Include screenshots, analysis, etc. (Remember, this is public, so don't put
anything here that you don't want to share with the world.)
# Flocking Simulation

## Table of Contents

* [Overview](#overview)
* [How We Built the Flocking Simulation](#how-we-built-the-flocking-simulation)
* [Performance Analysis](#performance-analysis)
* [Bloopers](#bloopers)

## Overview

### What is the Flocking Simulation?

Imagine watching a group of birds flying together in harmony, almost like a choreographed dance in the sky. That mesmerizing pattern is what this project replicates. The concept behind it is based on the [Reynolds Boid model](https://en.wikipedia.org/wiki/Boids), a model that explains how individual elements (like birds) move when they are part of a larger group.

### How Does it Work?

This simulation uses three simple rules to create complex patterns:

1. **Stay Together** - Each bird, or "boid," moves towards the average position of its neighbors, not counting itself.
2. **Don't Crowd** - Boids try to maintain a certain distance from each other, ensuring they don't bump into one another.
3. **Fly Similarly** - Boids try to fly at the same speed as their nearby companions, creating a harmonized movement.

### Technical Details

- The simulation is designed using advanced programming techniques with CUDA and OpenGL.
* It's further optimized using methods called a 'uniform grid' and 'semi-coherent memory access' for smooth performance.

### Preview

Below is a quick glimpse of the simulation with a whopping 100,000 boids in action!

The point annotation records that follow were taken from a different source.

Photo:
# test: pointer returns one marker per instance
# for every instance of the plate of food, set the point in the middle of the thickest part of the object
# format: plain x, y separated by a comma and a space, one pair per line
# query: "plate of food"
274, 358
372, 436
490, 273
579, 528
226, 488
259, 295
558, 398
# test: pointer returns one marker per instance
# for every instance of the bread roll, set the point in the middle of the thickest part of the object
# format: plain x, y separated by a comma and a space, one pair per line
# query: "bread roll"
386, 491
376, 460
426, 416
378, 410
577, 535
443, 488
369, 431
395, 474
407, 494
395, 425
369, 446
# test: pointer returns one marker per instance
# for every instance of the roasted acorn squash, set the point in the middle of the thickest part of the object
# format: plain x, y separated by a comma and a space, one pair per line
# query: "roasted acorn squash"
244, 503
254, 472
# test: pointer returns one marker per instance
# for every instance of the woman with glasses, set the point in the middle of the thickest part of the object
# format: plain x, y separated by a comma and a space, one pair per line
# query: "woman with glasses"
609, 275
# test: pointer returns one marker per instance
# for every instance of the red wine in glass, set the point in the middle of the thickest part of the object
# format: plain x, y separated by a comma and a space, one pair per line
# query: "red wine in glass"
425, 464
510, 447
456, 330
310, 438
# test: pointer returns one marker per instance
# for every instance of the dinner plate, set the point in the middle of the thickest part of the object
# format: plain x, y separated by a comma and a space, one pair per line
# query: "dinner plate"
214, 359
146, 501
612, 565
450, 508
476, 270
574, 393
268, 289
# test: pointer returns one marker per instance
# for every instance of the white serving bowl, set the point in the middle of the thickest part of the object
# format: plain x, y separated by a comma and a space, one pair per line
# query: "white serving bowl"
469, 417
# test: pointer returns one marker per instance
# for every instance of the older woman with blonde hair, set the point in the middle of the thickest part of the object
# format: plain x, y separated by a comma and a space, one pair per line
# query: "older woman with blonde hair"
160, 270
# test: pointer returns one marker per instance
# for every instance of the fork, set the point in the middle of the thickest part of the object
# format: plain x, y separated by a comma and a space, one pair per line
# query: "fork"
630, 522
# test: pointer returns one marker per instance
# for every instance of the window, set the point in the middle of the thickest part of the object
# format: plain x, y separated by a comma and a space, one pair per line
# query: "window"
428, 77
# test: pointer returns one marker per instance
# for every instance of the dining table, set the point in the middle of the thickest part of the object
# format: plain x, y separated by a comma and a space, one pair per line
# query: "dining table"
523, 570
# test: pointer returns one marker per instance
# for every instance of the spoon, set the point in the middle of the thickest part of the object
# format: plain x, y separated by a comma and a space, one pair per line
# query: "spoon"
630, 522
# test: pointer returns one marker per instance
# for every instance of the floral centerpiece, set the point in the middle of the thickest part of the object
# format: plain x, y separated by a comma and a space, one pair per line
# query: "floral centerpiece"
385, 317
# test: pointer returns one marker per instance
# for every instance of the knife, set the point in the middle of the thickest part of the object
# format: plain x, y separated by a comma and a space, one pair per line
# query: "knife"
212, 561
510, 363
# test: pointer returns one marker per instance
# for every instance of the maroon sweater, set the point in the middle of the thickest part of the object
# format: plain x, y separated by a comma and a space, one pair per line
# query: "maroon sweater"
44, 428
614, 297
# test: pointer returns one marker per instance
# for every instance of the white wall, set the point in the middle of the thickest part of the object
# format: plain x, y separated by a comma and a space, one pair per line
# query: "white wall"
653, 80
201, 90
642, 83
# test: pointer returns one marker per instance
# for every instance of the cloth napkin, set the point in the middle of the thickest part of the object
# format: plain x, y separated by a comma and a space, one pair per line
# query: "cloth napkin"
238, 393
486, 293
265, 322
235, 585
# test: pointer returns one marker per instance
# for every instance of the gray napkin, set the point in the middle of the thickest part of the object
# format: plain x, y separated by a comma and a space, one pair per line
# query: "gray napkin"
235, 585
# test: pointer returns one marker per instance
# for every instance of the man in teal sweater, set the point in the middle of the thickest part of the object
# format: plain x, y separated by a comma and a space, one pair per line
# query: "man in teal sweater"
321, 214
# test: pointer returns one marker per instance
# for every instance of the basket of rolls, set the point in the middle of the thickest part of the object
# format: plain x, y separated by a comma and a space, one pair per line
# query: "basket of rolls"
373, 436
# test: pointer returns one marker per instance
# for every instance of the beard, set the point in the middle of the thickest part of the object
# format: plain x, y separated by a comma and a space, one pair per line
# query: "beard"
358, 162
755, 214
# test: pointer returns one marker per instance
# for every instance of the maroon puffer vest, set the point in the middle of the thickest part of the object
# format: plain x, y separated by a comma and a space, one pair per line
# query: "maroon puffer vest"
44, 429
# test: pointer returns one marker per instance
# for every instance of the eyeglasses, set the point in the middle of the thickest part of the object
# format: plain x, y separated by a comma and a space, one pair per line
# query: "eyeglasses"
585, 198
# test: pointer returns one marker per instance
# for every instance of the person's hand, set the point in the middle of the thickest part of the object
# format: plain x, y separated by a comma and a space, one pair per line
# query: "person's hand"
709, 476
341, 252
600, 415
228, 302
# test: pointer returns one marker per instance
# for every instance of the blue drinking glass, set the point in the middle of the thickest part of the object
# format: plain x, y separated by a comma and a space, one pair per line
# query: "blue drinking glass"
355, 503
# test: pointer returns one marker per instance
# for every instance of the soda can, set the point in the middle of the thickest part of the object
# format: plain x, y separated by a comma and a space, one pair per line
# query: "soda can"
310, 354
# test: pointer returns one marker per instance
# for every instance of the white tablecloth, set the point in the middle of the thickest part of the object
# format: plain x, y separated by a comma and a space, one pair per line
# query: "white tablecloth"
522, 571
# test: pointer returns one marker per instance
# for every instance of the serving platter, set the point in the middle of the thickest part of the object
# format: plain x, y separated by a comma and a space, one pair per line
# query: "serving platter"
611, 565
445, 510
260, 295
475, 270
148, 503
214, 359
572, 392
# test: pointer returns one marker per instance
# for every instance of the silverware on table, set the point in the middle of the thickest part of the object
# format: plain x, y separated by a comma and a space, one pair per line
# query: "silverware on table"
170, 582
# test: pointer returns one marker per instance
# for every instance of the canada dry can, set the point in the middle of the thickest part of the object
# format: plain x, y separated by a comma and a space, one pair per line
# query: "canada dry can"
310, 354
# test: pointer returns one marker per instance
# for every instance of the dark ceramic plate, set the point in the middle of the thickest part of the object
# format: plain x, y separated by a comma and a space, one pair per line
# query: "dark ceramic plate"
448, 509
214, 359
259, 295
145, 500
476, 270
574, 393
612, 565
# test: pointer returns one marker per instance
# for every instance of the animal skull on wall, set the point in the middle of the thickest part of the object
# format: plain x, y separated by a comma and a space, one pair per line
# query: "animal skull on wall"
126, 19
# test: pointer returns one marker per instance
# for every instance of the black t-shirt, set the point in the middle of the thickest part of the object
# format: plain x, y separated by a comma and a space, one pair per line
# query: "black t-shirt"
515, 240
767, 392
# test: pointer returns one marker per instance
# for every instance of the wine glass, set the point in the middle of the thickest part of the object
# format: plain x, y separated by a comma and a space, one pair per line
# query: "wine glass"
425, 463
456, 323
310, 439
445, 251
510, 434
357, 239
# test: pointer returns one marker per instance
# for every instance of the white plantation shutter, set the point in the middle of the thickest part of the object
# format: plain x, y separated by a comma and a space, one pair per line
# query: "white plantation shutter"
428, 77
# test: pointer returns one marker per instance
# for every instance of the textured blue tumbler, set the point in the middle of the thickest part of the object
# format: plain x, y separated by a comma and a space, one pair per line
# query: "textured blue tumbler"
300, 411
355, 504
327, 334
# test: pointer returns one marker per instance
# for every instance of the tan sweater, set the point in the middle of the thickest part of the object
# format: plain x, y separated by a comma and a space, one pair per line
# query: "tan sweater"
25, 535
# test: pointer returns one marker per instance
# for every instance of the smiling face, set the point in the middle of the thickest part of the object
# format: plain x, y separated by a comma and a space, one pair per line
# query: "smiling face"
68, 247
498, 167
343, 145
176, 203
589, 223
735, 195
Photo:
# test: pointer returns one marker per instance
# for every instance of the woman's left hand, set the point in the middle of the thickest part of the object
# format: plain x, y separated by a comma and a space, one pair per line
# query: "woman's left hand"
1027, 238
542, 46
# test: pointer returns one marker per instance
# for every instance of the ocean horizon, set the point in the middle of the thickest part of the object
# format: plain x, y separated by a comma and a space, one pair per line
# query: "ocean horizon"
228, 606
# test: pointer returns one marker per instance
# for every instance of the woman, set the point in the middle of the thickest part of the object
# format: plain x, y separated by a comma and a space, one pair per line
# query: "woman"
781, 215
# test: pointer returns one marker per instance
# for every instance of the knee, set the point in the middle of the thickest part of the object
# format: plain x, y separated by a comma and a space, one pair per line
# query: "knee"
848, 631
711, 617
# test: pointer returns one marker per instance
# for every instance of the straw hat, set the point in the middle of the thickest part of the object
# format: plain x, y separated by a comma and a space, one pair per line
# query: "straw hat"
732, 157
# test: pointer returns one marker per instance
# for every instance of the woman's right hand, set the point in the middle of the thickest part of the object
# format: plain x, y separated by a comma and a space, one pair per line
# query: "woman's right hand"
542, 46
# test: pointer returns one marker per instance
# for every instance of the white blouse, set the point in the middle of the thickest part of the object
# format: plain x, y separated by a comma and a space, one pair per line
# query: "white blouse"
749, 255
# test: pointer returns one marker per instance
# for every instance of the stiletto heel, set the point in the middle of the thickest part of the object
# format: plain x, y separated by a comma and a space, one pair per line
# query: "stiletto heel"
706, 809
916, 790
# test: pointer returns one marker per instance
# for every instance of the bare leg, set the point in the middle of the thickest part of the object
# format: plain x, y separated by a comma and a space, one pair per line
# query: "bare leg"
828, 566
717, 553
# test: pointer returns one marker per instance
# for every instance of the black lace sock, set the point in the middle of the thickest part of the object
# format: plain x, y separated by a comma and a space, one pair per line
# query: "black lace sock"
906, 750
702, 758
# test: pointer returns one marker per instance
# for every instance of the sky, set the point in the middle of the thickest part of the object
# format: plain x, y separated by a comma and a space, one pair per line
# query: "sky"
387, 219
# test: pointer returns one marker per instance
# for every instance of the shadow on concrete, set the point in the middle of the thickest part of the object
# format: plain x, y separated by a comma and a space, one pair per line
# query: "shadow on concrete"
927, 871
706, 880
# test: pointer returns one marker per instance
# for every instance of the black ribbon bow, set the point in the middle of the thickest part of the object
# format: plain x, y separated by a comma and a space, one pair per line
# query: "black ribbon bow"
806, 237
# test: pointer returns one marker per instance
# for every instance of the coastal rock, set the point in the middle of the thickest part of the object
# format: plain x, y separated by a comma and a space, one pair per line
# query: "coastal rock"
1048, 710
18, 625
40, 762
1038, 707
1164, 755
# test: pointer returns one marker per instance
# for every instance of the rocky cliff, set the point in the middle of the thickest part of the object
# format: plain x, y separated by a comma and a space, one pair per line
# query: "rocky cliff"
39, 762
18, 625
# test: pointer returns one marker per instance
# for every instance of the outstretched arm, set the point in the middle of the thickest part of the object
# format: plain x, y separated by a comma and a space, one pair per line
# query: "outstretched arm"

![Boid Simulation Preview](images/boids.gif)

## How We Built the Flocking Simulation

To craft the enthralling pattern of birds in flight, we utilized three distinct techniques. Let's delve deeper into each:

### 1. **Naive Approach**

This is the simplest of the methods, often referred to as a brute-force approach.
* **Process**:
* Every single boid examines every other boid in the environment to determine how it should move.
* For each bird, the system calculates several parameters:
* The **Center of Mass** - Represents the average position of all boids excluding the current one.
* **Average Speed** - Denotes the mean speed of all the other birds.
* **Nearby Boids** - Identifies birds that are within a specific distance to avoid collisions.
* With these calculations, the simulation adjusts the position and velocity of each bird according to our main rules.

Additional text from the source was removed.